The conceit is cleverer than I expected, and Ortberg uses it in different ways. If all the entries were on the model of Scarlett drunk-texting Ashley or asking Mammy to bring her chocolate despite being in bed with typhoid fever, Holmes informing Watson he’s going on a cocaine bender, or Gatsby’s Daisy begging Nick to come pick her up in the Valley of Ashes, at midnight, “nearrrrr the road / but not on it exactly” (153), the chuckles would wear quickly, and the book only enjoyable in short, select bursts. But Ortberg mixes it up, sometimes extending the story by introducing other characters, as in the anonymous “friend” informing Winterbourne about Daisy Miller: “Daisy diiiied . . . she went for a walk outside / with an Italian / at night / under the MOON . . . so / you know / obviously / that killed her” (165-6).

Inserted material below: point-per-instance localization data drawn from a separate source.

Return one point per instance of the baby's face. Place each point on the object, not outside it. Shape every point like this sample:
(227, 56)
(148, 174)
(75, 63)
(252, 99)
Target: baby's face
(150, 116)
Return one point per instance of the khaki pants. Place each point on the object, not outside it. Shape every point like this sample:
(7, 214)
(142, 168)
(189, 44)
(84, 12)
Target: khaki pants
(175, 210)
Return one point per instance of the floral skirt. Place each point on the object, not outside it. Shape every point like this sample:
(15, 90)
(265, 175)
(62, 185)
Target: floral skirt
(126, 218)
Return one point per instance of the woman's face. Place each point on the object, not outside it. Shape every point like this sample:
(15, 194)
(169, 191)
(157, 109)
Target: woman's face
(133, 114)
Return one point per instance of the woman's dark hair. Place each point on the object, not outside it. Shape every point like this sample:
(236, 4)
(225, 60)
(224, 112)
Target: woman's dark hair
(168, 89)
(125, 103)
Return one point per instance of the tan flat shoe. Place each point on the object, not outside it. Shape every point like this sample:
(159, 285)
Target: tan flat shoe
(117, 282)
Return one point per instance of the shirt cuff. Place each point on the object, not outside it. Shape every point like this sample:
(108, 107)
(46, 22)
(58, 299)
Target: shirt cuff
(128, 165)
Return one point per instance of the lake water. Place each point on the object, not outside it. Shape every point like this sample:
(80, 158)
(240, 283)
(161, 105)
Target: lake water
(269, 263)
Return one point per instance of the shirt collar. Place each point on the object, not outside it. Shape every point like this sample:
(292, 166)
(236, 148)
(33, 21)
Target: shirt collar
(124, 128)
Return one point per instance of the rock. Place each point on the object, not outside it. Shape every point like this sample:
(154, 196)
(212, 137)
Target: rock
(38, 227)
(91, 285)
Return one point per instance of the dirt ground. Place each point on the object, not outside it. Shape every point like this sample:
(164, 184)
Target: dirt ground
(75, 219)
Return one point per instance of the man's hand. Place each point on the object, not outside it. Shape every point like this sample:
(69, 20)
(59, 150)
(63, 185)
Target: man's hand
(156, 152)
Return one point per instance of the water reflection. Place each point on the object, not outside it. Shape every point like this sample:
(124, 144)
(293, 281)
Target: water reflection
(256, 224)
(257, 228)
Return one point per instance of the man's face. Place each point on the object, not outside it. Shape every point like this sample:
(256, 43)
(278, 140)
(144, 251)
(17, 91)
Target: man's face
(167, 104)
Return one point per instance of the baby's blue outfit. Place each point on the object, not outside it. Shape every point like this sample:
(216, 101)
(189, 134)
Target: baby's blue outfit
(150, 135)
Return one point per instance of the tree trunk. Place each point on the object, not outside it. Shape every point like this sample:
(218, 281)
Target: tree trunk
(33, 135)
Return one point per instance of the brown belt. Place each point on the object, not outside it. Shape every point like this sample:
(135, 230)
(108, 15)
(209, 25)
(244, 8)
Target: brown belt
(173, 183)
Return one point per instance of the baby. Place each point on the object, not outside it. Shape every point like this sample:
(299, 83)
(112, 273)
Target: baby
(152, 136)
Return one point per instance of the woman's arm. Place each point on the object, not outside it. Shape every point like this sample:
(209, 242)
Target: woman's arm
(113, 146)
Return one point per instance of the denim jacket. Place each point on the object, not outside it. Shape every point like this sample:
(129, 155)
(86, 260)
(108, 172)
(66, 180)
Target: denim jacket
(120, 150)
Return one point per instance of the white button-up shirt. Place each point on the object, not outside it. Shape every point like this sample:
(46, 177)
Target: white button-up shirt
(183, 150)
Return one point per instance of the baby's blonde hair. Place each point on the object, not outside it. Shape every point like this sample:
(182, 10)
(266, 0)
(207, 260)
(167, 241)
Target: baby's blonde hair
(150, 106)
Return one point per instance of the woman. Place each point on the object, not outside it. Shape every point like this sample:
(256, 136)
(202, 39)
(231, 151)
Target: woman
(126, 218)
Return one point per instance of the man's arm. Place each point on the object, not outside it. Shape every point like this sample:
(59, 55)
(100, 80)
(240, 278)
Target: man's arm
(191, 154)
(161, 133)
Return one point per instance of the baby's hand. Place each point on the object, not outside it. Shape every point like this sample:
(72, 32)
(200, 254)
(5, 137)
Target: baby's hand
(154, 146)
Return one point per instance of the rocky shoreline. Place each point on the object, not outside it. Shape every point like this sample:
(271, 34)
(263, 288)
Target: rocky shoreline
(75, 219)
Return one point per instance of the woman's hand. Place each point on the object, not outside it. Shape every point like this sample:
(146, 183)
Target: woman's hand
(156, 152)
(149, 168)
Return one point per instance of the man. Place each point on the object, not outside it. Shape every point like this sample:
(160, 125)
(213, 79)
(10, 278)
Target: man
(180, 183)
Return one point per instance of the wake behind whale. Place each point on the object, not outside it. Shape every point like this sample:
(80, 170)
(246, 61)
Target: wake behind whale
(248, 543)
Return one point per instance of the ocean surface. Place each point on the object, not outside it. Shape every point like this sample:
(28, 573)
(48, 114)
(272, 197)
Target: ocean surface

Or she gives voice to hidden sides of a character, as in the Rebecca de Winter’s housekeeper informing her, “you’re using the wrong fork you know” (210).

And sometimes the exchanges play on the reputation of a literary great, like Byron moaning that he wants to have sex with the rain, “I want to have a threesome with the moon and jealousy,” to which the anonymous friends can only reply, “right / Yeah” (64). The same friend soothes a poeticizing Emily Dickinson, responding to “Toads can die of light you know” with “I believe you / Kill them right up” (57), while William Carlos Williams’ exhausted wife responds to his request to go back to the store to buy plums and because “i have eaten the little red wheelbarrow / that was in the icebox” (219). But the most hilarious are those that take a playful peek at the moment of literary creation, like Keats: “oh my god / oh my god . . . THIS URN . . . THIS GRECIAN URN” (66) or Coleridge, speculating on the imagery of “Kubla Khan,” interrupted by a knock at the door (43). Have you bought this book yet? If absolutely nothing else, it’s a crash course in Western literature from its beginnings to The Hunger Games. You can read it and pat yourself on the back for all the literary in-jokes that you get.

But even while the humor in all of these imagined conversations is somewhat of the same vein–the wildly erratic character playing off the dubious, slightly sarcastic straight man–the satire is smart.¬† Ortberg pokes fun at but also provokes the act of literary analysis, deepening the interpretation of a character by reframing their struggles, their self-expression, and mining the tensions of the original work. The conceit would make a fun exercise for students in a literature class, but the appropriation also pushes for a deeper understanding of a character and a text. In some, like Nancy Drew or the American Girl spoofs, the characters don’t accommodate probing very deep or very far. But Hamlet allowing Gertrude to bring a sandwich up to his room, tuna fish with no relish, suggests that the Dane’s famous melancholy has a tone of adolescent moodiness rather than the existential depth which reverential critics attribute to the play. And Jake’s sexting harangue of a more composed Brett puts a new angle on the sexual tension usually read into The Sun Also Rises.

Perhaps I am just easily surprised, but the realignments in these cases struck me as provocative rather than glib. Ortberg’s playful adaptations show that nothing about so-called “great’ literature is sacred, neither its traditions nor the humanizing power it is often accorded. Nor does the power of literary interpretation belong to over-educated, pompous academics (like yours truly) who intone sententious things in the language of their favorite literary theory. “Great” literature endures because these characters are fascinating, we understand their conflicts, and their inner worlds are not so unlike ours. Even while she makes fun of them, Ortberg shows us why we need to keep reading (and teaching) the classics, why our great literary traditions need to remain accessible, and also why, rather than approaching with awe, our understanding might be improved if we can regard these landmark figures and their works in a spirit of wit, ironic play, humor, and fun.